Answer: The surface area is \(\frac{11\pi}{9}\).

The centroid of the region is \(\left(\frac{4}{7},\frac{55}{192}\right)\).

The curve is given by \(x=t^2\), \(y=t-\frac13t^3\), where \(0\leq t\leq 1\).

First find the surface area when the curve is rotated about the \(x\)-axis:

\(S=2\pi\int_0^1 y\sqrt{\left(\frac{dx}{dt}\right)^2+\left(\frac{dy}{dt}\right)^2}\,dt\).

Now \(\frac{dx}{dt}=2t\) and \(\frac{dy}{dt}=1-t^2\), so

\(\sqrt{(2t)^2+(1-t^2)^2}=\sqrt{4t^2+1-2t^2+t^4}=\sqrt{(1+t^2)^2}=1+t^2\).

Therefore

\(S=2\pi\int_0^1 \left(t-\frac13t^3\right)(1+t^2)\,dt\).

Expand the integrand:

\(\left(t-\frac13t^3\right)(1+t^2)=t+\frac23t^3-\frac13t^5\).

Thus

\(S=2\pi\left[\frac{t^2}{2}+\frac{t^4}{6}-\frac{t^6}{18}\right]_0^1=2\pi\left(\frac12+\frac16-\frac1{18}\right)\).

So

\(S=2\pi\cdot\frac{11}{18}=\frac{11\pi}{9}\).

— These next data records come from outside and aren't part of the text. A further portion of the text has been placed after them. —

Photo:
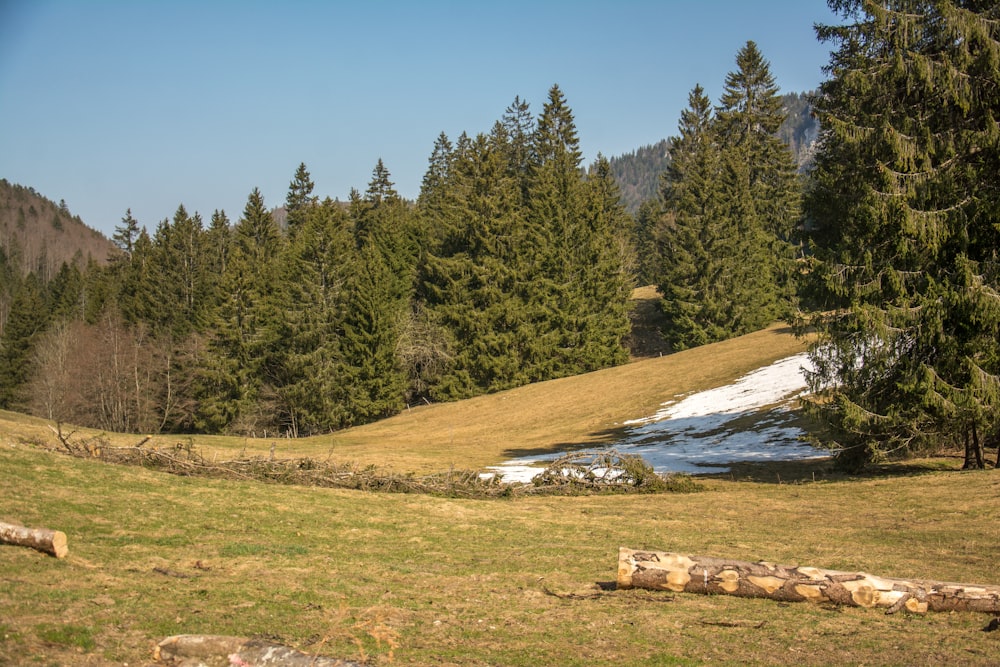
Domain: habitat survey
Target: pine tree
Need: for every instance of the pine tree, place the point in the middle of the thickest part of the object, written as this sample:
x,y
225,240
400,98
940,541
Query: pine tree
x,y
372,378
317,265
904,219
299,199
553,233
607,256
237,381
126,233
26,320
693,240
760,183
470,280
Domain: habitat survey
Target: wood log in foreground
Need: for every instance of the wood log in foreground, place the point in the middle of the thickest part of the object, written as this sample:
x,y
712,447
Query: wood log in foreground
x,y
212,650
659,570
52,542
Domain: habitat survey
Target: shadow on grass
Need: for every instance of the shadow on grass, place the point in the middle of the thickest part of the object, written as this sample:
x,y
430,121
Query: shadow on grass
x,y
826,470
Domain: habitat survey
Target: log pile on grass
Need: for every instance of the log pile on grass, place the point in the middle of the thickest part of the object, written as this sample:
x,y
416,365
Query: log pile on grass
x,y
659,570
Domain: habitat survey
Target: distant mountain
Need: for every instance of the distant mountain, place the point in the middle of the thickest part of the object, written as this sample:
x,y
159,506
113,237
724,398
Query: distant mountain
x,y
36,234
638,172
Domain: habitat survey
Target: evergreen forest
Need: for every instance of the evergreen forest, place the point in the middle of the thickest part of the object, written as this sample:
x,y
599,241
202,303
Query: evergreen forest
x,y
866,212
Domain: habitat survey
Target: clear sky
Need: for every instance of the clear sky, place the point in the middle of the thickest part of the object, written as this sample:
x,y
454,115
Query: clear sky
x,y
148,104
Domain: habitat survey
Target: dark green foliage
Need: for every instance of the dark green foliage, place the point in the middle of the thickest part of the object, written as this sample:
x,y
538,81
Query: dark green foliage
x,y
372,380
237,379
514,266
469,281
299,199
25,321
126,233
731,205
903,218
638,173
317,265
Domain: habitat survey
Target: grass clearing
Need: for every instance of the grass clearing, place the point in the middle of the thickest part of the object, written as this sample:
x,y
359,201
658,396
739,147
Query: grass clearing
x,y
418,580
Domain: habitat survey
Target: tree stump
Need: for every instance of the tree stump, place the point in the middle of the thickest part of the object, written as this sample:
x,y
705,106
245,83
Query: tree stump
x,y
659,570
52,542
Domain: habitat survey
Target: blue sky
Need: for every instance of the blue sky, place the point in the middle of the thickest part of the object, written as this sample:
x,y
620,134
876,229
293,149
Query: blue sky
x,y
148,104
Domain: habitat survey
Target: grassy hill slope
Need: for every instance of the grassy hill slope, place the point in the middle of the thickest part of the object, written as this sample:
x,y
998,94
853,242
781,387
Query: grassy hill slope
x,y
408,579
419,580
487,430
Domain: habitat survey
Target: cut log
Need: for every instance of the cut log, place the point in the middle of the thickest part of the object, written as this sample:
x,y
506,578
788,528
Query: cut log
x,y
658,570
50,541
212,650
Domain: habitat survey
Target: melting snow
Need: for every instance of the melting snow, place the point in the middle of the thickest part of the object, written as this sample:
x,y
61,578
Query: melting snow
x,y
688,434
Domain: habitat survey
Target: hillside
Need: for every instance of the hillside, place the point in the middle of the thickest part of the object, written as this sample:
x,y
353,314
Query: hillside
x,y
36,234
417,579
638,172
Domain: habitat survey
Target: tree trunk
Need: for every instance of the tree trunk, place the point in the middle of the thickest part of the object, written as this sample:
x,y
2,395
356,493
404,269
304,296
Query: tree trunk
x,y
50,541
693,574
212,650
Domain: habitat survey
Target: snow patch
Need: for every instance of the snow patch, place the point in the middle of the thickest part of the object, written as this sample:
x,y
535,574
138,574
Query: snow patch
x,y
694,432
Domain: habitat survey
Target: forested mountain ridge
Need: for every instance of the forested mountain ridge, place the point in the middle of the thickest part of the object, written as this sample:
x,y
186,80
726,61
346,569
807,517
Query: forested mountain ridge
x,y
512,267
638,172
38,235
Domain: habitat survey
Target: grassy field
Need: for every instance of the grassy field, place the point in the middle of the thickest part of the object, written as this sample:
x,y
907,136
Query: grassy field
x,y
421,580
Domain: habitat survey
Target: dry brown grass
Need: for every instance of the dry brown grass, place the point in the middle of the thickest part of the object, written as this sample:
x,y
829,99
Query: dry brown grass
x,y
560,414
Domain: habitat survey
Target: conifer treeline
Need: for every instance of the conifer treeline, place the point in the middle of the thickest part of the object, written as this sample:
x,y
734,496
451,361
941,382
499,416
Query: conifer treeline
x,y
511,267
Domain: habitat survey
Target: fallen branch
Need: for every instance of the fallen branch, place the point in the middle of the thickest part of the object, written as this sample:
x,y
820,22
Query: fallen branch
x,y
659,570
52,542
211,650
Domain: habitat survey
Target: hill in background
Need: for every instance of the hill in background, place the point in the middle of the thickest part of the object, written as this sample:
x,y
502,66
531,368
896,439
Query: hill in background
x,y
638,172
36,234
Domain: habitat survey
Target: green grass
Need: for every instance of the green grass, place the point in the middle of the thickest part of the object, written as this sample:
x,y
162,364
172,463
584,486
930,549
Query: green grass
x,y
410,579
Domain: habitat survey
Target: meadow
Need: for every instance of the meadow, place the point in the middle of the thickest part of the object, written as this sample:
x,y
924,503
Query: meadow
x,y
417,579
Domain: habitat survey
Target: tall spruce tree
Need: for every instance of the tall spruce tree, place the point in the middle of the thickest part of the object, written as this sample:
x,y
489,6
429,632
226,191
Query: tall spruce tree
x,y
731,203
762,190
469,280
693,238
904,214
238,376
299,199
378,301
26,320
555,214
317,265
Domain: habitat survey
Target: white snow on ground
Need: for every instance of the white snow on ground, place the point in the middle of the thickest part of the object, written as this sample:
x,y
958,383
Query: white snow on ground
x,y
692,433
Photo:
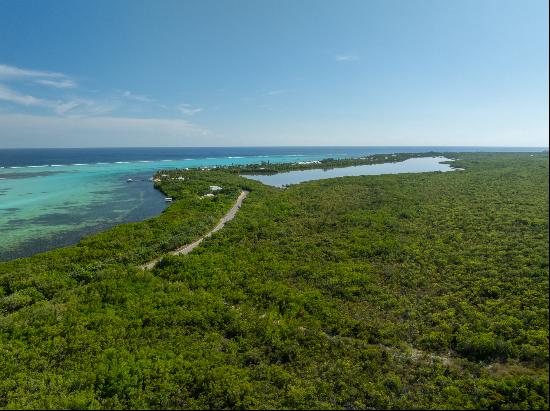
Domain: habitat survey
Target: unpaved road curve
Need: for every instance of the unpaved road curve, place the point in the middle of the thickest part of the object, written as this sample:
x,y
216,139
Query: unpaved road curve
x,y
186,249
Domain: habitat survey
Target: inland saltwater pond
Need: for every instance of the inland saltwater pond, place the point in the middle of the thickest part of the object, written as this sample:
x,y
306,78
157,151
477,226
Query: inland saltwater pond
x,y
52,198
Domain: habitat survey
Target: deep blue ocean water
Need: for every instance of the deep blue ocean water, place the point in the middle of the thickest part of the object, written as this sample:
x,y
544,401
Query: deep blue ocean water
x,y
53,197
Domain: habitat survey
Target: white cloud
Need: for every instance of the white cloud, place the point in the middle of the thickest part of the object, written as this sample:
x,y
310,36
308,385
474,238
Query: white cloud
x,y
137,97
22,130
66,83
11,71
12,96
76,106
188,110
346,57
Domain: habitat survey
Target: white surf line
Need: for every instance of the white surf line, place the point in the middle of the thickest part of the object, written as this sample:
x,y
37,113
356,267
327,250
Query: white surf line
x,y
186,249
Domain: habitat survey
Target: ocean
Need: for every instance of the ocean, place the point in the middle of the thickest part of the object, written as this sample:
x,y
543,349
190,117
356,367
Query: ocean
x,y
51,198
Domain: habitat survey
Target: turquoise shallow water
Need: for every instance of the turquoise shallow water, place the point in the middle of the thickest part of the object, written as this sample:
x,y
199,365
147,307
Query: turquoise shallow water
x,y
44,207
53,197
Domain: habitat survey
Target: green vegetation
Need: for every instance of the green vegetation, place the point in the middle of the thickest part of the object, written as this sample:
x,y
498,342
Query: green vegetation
x,y
398,291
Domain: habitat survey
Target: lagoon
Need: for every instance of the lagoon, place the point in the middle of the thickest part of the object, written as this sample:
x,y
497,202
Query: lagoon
x,y
411,165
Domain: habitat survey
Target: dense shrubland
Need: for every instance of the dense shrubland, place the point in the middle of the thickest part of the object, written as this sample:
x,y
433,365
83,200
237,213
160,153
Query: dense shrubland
x,y
399,291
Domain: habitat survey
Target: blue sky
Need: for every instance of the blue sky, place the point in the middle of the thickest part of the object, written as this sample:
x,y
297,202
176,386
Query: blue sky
x,y
230,73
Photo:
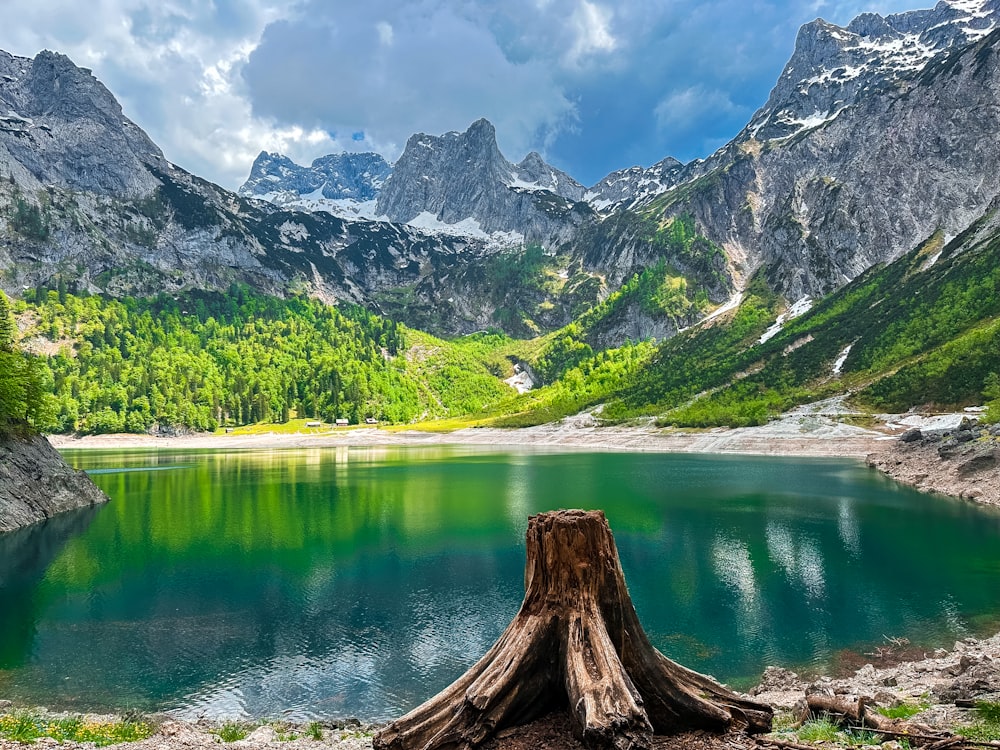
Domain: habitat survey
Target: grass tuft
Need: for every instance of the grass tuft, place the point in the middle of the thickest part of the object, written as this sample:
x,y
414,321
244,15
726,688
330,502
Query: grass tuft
x,y
231,731
26,726
902,711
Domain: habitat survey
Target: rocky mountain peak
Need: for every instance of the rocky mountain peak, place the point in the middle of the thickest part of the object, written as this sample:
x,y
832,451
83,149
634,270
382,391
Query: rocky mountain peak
x,y
833,66
335,177
60,126
464,179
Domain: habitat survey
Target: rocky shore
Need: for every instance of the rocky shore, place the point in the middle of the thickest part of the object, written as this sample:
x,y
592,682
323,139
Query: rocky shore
x,y
961,460
36,483
942,685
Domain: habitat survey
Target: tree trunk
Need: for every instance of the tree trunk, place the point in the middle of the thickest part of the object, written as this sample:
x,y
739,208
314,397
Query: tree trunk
x,y
576,642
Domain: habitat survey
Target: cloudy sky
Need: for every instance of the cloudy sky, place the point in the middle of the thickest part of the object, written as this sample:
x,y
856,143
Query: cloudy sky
x,y
593,85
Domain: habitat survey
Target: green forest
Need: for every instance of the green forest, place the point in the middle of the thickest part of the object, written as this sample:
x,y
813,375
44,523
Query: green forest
x,y
206,360
23,389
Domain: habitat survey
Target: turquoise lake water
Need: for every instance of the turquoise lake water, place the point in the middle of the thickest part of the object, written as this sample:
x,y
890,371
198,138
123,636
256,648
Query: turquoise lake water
x,y
360,581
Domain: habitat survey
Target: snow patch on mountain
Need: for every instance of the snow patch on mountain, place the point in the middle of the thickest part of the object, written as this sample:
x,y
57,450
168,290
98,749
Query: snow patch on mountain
x,y
801,306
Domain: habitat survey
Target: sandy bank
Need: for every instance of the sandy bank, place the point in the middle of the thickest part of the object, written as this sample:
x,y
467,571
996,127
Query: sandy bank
x,y
938,682
797,434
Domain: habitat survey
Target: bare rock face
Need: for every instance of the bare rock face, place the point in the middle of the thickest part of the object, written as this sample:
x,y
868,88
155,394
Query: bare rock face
x,y
463,176
36,483
875,137
355,177
60,125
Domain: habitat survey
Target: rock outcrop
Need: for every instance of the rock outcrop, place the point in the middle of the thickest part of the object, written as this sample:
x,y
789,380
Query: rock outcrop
x,y
964,462
336,177
36,483
463,177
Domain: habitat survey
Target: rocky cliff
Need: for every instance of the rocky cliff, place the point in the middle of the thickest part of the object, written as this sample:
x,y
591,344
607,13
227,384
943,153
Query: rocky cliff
x,y
895,152
36,483
876,136
463,177
345,185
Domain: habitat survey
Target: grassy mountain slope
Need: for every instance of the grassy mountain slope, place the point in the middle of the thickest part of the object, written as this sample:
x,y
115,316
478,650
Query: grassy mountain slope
x,y
204,359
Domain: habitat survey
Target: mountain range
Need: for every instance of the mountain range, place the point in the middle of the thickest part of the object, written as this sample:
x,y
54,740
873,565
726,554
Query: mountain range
x,y
876,137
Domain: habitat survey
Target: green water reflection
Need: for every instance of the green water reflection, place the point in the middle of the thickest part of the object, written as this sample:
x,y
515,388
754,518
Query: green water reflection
x,y
358,582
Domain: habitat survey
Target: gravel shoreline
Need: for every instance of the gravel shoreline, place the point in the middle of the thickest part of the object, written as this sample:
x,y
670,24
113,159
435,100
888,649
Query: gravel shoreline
x,y
894,674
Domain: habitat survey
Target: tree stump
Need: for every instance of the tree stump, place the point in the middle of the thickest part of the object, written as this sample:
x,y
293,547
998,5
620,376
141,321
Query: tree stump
x,y
576,642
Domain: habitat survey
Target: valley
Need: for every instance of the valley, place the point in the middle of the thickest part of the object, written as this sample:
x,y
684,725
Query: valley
x,y
325,403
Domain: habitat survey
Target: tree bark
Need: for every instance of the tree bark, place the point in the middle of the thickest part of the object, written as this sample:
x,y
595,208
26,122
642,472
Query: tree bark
x,y
576,643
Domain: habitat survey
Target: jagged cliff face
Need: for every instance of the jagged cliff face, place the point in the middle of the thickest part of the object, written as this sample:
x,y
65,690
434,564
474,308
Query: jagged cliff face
x,y
334,180
460,177
85,195
59,125
876,136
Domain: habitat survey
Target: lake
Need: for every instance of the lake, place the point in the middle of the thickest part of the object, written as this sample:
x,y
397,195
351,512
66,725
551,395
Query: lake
x,y
360,581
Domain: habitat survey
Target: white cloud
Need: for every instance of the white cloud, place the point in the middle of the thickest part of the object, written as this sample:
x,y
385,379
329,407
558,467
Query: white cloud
x,y
684,108
602,84
593,33
385,32
443,68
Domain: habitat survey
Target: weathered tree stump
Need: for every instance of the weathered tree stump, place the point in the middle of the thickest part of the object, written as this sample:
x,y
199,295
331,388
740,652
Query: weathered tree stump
x,y
575,642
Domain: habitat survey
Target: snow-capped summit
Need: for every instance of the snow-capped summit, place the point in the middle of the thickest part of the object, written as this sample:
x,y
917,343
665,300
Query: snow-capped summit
x,y
462,179
336,177
832,66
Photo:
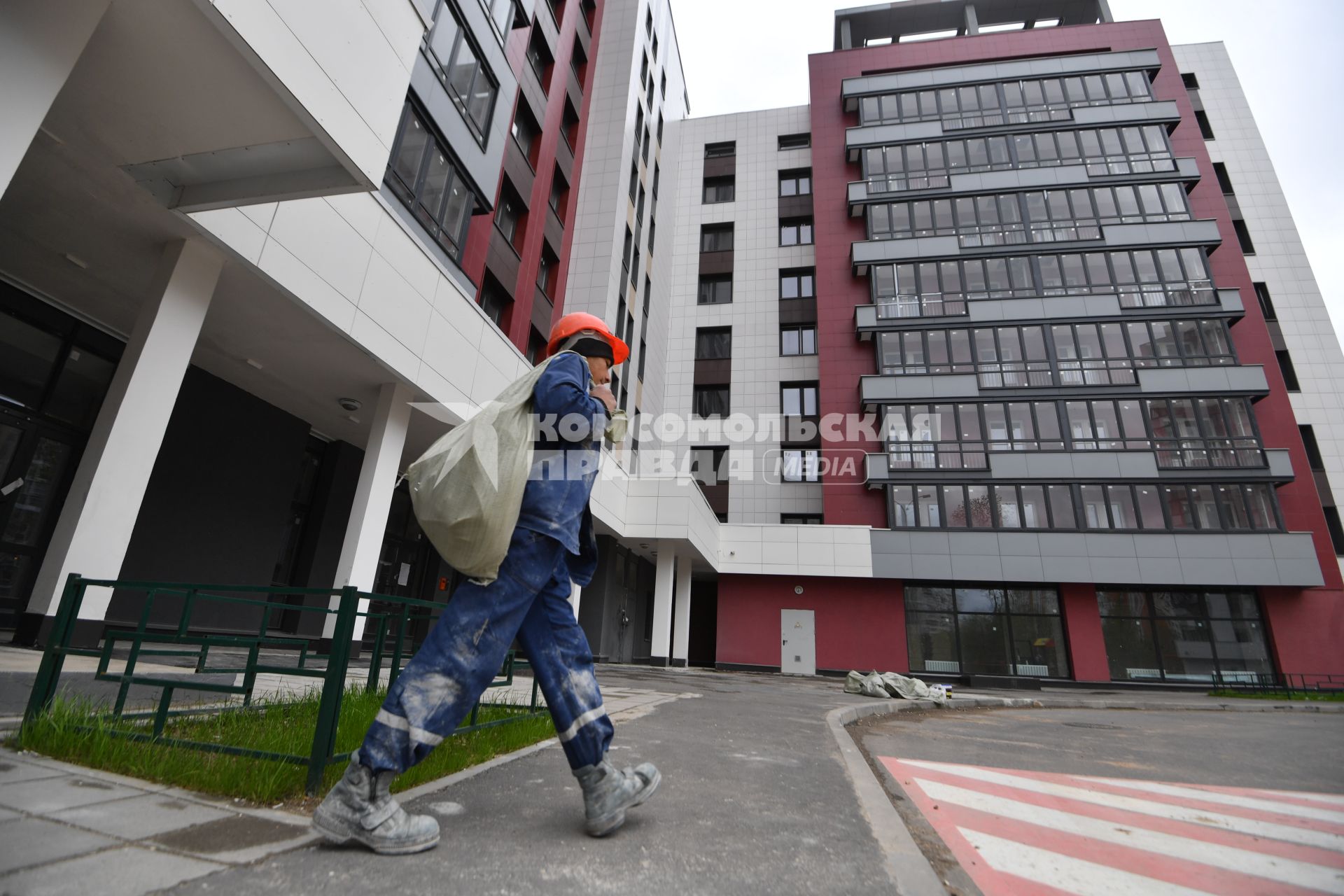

Now find the centroid of the region bounded by \(C\), the \(x\)-axis and \(x=1\).

The area is

\(A=\int y\,dx=\int_0^1 \left(t-\frac13t^3\right)(2t)\,dt\).

So

\(A=\int_0^1 \left(2t^2-\frac23t^4\right)dt=\left[\frac{2t^3}{3}-\frac{2t^5}{15}\right]_0^1=\frac{8}{15}\).

For \(\bar{x}\),

\(\int x y\,dx=\int_0^1 t^2\left(t-\frac13t^3\right)(2t)\,dt=\int_0^1 \left(2t^4-\frac23t^6\right)dt\).

Hence

\(\int x y\,dx=\left[\frac{2t^5}{5}-\frac{2t^7}{21}\right]_0^1=\frac{32}{105}\).

Therefore

\(\bar{x}=\frac{32/105}{8/15}=\frac47\).

For \(\bar{y}\),

\(\frac12\int y^2\,dx=\frac12\int_0^1 \left(t-\frac13t^3\right)^2(2t)\,dt\).

This is

\(\int_0^1 \left(t^3-\frac23t^5+\frac19t^7\right)dt=\left[\frac{t^4}{4}-\frac{t^6}{9}+\frac{t^8}{72}\right]_0^1=\frac{11}{72}\).

Thus

\(\bar{y}=\frac{11/72}{8/15}=\frac{55}{192}\).

So the centroid is \(\left(\frac47,\frac{55}{192}\right)\).